Isseroff needs to be careful not to assume or imply that these administrative responses happened on their own accord.

It is also irresponsible of him to say that this so-called student "army" is using one incident in the tower, or even the few chronicled in this brief article, as motivation for its community organizing work (in his words, its "crusade").

It is here that I return to my original frustration: ignorance. Inaccurately recounting facts only furthers the spread of the disease around campus and in society.

Be careful, Isseroff. Be careful, reader.

Do not take this one article as the full story of how bias manifests and is expressed at Bowdoin—try listening to people.

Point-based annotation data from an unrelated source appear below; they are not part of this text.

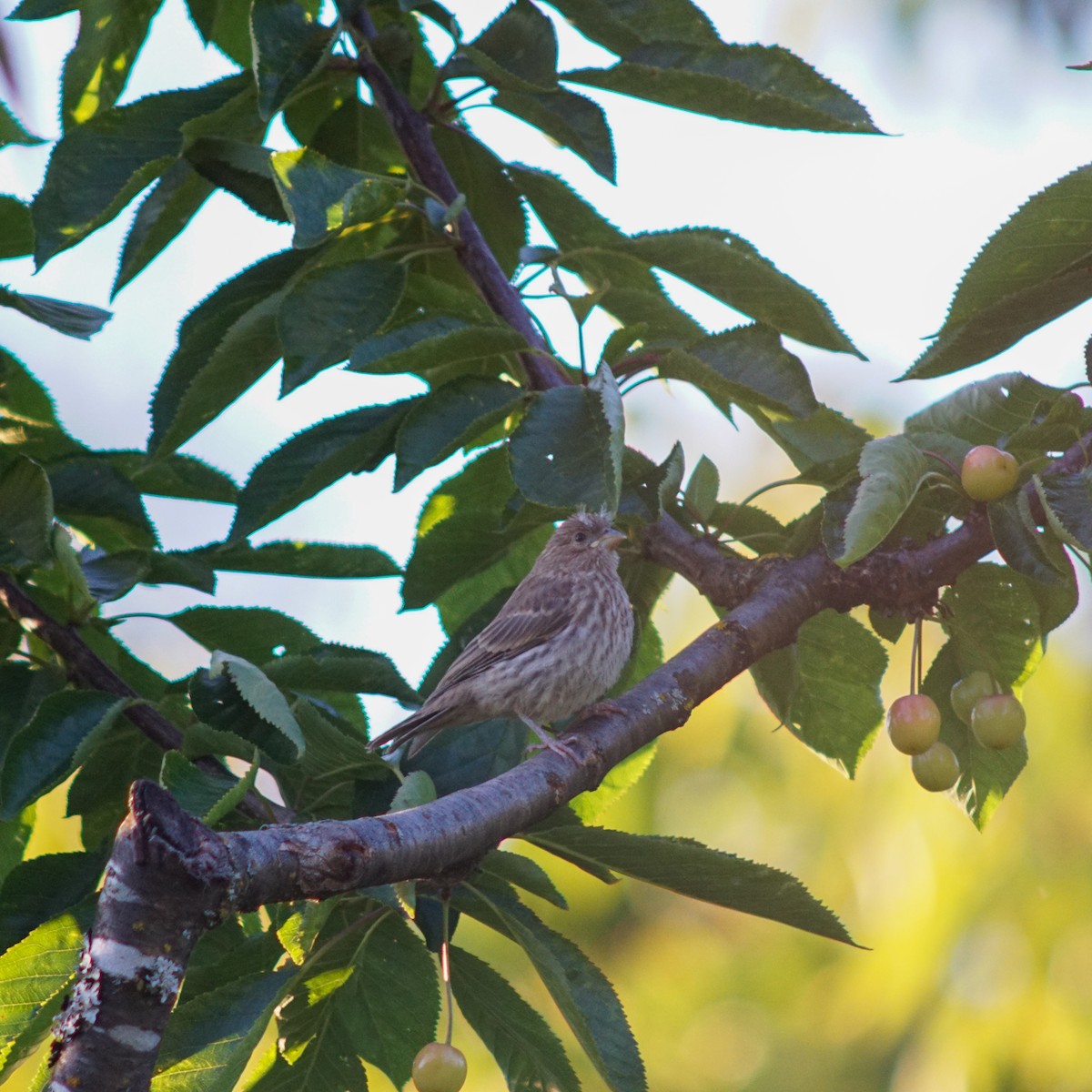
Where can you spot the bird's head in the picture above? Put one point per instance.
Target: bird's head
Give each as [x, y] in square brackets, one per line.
[585, 539]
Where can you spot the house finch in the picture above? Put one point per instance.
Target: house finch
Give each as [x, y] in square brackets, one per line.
[560, 642]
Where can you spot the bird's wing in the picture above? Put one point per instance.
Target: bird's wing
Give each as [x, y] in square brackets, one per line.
[534, 612]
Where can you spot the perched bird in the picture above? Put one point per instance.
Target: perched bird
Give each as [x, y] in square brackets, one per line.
[557, 644]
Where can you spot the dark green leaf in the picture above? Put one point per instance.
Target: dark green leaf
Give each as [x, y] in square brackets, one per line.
[891, 470]
[1036, 267]
[329, 309]
[98, 167]
[622, 27]
[328, 561]
[16, 229]
[94, 496]
[1067, 500]
[76, 320]
[731, 270]
[210, 1040]
[97, 69]
[240, 168]
[11, 131]
[518, 48]
[760, 86]
[37, 890]
[523, 873]
[581, 992]
[289, 45]
[339, 669]
[431, 343]
[27, 508]
[447, 420]
[529, 1054]
[45, 752]
[225, 344]
[491, 199]
[698, 872]
[747, 365]
[986, 774]
[571, 120]
[994, 622]
[562, 452]
[825, 687]
[323, 197]
[352, 443]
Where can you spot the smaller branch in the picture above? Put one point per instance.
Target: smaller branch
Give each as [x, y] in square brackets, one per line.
[94, 674]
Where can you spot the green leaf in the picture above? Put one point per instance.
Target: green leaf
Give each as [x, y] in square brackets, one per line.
[289, 45]
[1020, 543]
[986, 412]
[824, 688]
[47, 749]
[447, 420]
[16, 229]
[1031, 271]
[569, 119]
[731, 270]
[329, 309]
[463, 529]
[986, 774]
[91, 494]
[698, 872]
[579, 988]
[431, 343]
[240, 167]
[327, 561]
[225, 345]
[563, 451]
[339, 669]
[747, 366]
[11, 131]
[760, 86]
[523, 873]
[210, 1040]
[32, 975]
[386, 1026]
[993, 621]
[529, 1053]
[1067, 500]
[325, 197]
[27, 505]
[38, 890]
[519, 48]
[76, 320]
[98, 167]
[97, 69]
[891, 472]
[491, 199]
[352, 443]
[255, 633]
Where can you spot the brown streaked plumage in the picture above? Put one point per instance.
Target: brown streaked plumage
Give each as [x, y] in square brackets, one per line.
[557, 644]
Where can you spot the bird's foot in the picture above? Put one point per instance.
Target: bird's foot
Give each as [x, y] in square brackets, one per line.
[546, 742]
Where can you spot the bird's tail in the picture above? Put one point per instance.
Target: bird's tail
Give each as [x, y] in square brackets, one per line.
[416, 730]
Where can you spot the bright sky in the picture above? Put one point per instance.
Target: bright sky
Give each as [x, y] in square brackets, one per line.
[879, 228]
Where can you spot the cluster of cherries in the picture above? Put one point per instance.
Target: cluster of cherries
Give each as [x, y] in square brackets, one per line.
[996, 719]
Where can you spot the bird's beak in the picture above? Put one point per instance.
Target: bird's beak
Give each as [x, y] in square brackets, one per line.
[611, 540]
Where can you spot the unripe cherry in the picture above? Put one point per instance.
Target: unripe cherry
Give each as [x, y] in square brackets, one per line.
[913, 723]
[998, 721]
[988, 473]
[440, 1067]
[936, 769]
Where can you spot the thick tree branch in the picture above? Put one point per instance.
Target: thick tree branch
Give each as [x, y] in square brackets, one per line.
[412, 131]
[88, 671]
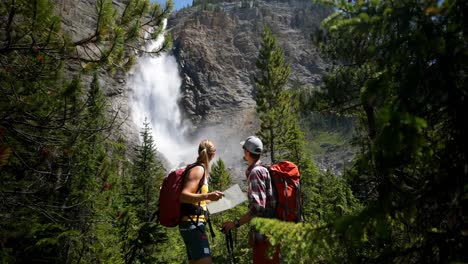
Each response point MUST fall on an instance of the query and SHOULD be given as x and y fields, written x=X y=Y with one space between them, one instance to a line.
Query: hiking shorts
x=195 y=239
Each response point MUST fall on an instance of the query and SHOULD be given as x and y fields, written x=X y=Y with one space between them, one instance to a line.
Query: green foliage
x=399 y=68
x=140 y=235
x=61 y=171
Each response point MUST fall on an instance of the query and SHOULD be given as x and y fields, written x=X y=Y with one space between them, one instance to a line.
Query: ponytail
x=205 y=151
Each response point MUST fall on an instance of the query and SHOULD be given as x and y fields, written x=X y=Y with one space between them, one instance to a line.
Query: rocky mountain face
x=217 y=46
x=217 y=51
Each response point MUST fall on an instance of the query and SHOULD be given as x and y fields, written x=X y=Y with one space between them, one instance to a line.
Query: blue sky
x=178 y=4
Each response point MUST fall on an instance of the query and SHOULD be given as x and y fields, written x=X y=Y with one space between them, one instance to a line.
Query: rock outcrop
x=217 y=51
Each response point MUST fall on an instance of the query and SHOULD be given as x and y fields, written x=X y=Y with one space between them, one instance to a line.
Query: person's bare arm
x=191 y=185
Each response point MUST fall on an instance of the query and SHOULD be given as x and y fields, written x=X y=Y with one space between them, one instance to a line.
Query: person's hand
x=228 y=225
x=215 y=196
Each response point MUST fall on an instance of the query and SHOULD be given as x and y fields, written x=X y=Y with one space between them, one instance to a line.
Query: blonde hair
x=205 y=151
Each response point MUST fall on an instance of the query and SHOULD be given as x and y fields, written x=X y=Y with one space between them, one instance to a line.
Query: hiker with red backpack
x=193 y=199
x=262 y=201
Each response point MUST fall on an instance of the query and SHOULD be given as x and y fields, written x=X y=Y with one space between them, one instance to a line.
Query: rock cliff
x=217 y=51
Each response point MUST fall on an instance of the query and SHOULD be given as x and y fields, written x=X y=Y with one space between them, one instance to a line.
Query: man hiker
x=261 y=198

This article cannot encompass all of the frustrations people have concerning this issue at Bowdoin, but I hope it's a start.

However, at the end of the day, I do not know how to feel about people who just "don't get it." I'm frustrated because they do not listen to things other than the sound of their own experience.

They can go to conversations about identity, bias, privilege, and inequality, but if it is for the wrong reasons or without the ability to admit that they need to learn something that might completely alter their worldview, what's the point?

How do you talk to someone who has gone to events or lectures designed to educate and still declares, "creating an accepting community should not be the work of Bowdoin"? How can you change someone who feels nothing different, even after hearing people talk about how they feel attacked, threatened, and/or otherwise discriminated against?

From my experience at Bowdoin, I've gained knowledge that has finally led me to accept a very depressing reality: you can't.

This article does not encompass the enormity of this issue on this campus, in our past, present, or future. All it is meant to do is to finally articulate the feelings of so many—myself included—who have grown weary of attempted dialogue and have become somewhat depressed by the knowledge that those who refuse to listen will most likely never have to in our current world.

Reilly Lorastein is a member of the Class of 2013.